Buddhist practices of Tibet, Japan, and Korea are also populated with other non-historical Buddhas as well as numerous bodhisattvas. “Bodhisattvas are spiritually realized figures who have attained enlightenment but postpone nirvana (the ceasing of cyclic existence) to assist other sentient beings until all become enlightened,” said Paul. “In art, bodhisattvas frequently are distinguished from Buddhas by jewelry-diadems, earrings, necklaces, armlets, bracelets, anklets-and by luxurious, often gravity-defying clothing that floats around them.”

Secrets of Buddhist Art includes sections that examine how Buddhism explains the cycle of birth, death, and rebirth and which particular Buddha and bodhisattvas are worshipped to promote good health, longevity, and increased wealth. The exhibition also features portraits of teachers and students not only from different regions and periods of time, but also from different Buddhist schools within each region. Particularly rare for any museum collection are the two complete sets of biographical paintings. The detailed hagiographies (biographies of saints) include fifteen Tibetan paintings that illustrate the life of Tsongkhapa and four Japanese paintings that illuminate the life of Tokuhon.

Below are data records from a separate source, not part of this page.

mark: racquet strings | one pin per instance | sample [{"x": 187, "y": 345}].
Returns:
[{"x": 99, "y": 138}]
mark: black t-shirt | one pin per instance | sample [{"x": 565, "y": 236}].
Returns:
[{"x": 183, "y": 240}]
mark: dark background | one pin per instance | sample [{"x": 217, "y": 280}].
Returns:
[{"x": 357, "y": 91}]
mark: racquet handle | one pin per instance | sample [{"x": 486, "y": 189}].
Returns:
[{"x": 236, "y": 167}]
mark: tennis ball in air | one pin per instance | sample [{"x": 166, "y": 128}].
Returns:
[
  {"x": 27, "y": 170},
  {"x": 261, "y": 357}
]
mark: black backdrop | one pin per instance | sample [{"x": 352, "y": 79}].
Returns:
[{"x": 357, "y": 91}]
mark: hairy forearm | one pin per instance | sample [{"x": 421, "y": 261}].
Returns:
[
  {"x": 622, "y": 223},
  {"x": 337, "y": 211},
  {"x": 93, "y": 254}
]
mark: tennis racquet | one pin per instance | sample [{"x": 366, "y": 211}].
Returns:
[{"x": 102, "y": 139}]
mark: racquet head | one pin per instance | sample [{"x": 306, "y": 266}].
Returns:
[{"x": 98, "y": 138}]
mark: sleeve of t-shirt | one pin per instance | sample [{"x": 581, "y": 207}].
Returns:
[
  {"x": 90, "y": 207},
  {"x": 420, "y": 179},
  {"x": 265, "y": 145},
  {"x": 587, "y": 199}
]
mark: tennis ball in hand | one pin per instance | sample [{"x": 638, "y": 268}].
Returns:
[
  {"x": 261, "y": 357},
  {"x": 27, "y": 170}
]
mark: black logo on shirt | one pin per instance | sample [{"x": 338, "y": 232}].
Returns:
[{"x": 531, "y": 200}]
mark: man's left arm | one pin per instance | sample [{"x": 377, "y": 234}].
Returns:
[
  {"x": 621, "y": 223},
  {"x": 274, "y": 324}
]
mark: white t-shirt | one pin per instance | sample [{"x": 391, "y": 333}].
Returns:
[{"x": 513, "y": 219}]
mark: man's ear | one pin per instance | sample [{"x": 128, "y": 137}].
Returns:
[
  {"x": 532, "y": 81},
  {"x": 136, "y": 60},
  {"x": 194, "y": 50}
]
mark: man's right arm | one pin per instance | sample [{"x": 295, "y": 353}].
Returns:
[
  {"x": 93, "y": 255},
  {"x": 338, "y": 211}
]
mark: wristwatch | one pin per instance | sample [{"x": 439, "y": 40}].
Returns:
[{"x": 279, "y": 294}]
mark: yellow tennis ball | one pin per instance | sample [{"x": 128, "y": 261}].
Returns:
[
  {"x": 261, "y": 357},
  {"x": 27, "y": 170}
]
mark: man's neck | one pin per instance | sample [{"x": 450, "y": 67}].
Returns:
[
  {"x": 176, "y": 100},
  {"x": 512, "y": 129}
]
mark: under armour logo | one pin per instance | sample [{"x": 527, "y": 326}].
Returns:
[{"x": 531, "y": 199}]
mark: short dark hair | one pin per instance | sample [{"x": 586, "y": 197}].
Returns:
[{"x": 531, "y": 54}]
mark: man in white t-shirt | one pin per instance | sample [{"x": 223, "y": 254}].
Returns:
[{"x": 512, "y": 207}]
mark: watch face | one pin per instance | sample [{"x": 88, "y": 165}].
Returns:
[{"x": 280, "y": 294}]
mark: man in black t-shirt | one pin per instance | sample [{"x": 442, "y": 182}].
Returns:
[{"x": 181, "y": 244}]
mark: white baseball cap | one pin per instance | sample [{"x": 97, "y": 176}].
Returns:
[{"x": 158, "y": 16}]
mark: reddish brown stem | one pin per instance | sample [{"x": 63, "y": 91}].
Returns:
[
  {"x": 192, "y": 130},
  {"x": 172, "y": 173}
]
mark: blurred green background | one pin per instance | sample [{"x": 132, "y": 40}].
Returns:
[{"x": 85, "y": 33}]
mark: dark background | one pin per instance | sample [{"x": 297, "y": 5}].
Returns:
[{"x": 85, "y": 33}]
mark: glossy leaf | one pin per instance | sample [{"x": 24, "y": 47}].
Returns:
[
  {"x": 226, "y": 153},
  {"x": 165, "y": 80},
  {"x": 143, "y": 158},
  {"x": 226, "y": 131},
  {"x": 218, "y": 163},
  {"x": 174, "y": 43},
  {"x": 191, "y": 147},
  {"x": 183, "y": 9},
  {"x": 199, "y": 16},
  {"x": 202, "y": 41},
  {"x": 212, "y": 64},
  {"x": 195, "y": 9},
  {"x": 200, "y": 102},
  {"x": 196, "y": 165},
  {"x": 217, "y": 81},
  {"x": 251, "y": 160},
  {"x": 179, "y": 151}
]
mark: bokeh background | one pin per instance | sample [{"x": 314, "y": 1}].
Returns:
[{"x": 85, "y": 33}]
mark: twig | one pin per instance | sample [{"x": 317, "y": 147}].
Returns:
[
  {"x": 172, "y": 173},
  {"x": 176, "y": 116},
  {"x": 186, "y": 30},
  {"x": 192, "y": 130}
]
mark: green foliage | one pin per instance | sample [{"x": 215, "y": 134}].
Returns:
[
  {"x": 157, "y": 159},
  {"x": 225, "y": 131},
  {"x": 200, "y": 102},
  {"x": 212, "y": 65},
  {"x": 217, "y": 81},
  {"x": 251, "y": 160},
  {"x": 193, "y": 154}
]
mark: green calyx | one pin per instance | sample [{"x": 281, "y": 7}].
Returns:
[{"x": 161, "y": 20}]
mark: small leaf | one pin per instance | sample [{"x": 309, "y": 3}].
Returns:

Tibetan Monks to Create Mandala in Education Gallery

As the featured component of the exhibition’s education gallery, Ritual in Action: Making a Mandala Sand Painting, seven Tibetan monks from Drepung Loseling Monastery in India will construct a mandala with millions of grains of colored sand. Mandalas are elaborate circular designs that are intended to represent the universe or a cosmic order. The making of temporary sand mandalas is an expression of devotion unique to Tibetan Buddhism. “The mandala connects to the older works of art and reminds us that this is very much a living practice,” said Delmez.

Beginning on Friday, February 10, visitors can watch the monks work for five consecutive days. The mandala will remain on view for the duration of the exhibition. On Sunday, May 7, the monks will return for the Frist Center’s Free Family Festival Day, ritually destroying the mandala in a closing ceremony that symbolizes impermanence.

Belmont University’s Asian Studies Symposium

Representations of Buddhism, the 2016-2017 Asian Studies Symposium at Belmont University in Nashville, will be held Monday-Friday, February 13-17, and will support Secrets of Buddhist Art: Tibet, Japan, and Korea, with speakers on divergent facets of Buddhism in art, literature, popular culture, social activism, and personal journeys.